A canadense Alice Munro é a rainha da narrativa breve. Não à toa, ela foi a primeira escritora dedicada exclusivamente a esse gênero a conquistar o Prêmio Nobel de Literatura, em 2013. A precisão de sua linguagem e a construção de ótimos personagens, em sua maioria figuras femininas, garantem aos seus contos a profundidade de grandes romances.
Amiga de Juventude (Globo Livros – Biblioteca Azul, 303 páginas) reúne dez narrativas publicadas em 1990. Nessas breves histórias, ela dá vida a mulheres cujas personalidades, em algum momento, entram em choque com seu meio social, desencadeando instantes de liberdade tão fugazes quanto decisivos
O destino dessas personagens é nebuloso, sempre nas entrelinhas, e é justamente essa condição que torna as histórias ainda mais envolventes. O leitor se deixa levar pela busca, às vezes inconsciente, empreendida por essas mulheres, e acaba em tramas marcadas por paixão, violência ou fantasmas da memória.

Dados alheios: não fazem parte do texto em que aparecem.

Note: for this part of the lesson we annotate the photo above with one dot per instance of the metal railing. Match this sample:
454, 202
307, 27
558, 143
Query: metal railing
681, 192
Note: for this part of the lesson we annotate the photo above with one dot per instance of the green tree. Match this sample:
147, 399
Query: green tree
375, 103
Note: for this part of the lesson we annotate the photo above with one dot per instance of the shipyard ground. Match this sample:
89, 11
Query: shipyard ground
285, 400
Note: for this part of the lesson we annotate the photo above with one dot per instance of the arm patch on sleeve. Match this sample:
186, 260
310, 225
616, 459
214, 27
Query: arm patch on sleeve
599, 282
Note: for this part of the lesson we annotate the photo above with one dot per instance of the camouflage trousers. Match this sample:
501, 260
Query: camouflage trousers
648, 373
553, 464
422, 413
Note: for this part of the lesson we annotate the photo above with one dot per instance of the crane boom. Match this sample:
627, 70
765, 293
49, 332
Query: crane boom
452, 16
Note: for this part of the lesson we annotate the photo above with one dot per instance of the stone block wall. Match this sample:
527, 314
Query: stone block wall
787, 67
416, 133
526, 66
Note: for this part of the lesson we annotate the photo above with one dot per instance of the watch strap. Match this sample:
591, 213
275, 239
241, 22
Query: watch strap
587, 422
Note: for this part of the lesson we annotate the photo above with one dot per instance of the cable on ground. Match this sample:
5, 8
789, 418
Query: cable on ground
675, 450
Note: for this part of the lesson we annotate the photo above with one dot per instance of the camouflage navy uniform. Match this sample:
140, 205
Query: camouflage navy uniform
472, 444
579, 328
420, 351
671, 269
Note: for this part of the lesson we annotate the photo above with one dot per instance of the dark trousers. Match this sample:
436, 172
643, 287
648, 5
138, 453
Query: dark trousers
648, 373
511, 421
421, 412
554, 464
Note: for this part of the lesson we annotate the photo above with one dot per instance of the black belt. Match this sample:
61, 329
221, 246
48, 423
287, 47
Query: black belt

Munro sabe trabalhar muito bem a tensão do elemento surpresa. Embora sua escrita tenha um ritmo sereno, quem já conhece a obra da autora não se deixa enganar pela calmaria e logo enxerga a reviravolta à espreita.
Isso acontece porque Munro sabe, como poucos, dissecar seus personagens. No começo dos contos, ela se mantém a uma distância segura, mas, ao final, já estão todos mergulhados em intimidades escancaradas e tramas intrincadas.
Bárbara, do conto Laranjas e Maçãs, é um ótimo exemplo desse estilo de narrativa ascendente de Munro. À primeira vista, ela parece uma pessoa comum, com uma vida comum, que se deixa levar por padrões impostos pelo seu meio social. De repente, o leitor é surpreendido por uma descrição genial como esta, que mostra uma mulher longe do perfil passivo:
Mas quando as pessoas descobrem o quanto ela já leu, e o fato de ela não ter feito faculdade, elas às vezes sugerem que ela devia fazer isso, obter um diploma.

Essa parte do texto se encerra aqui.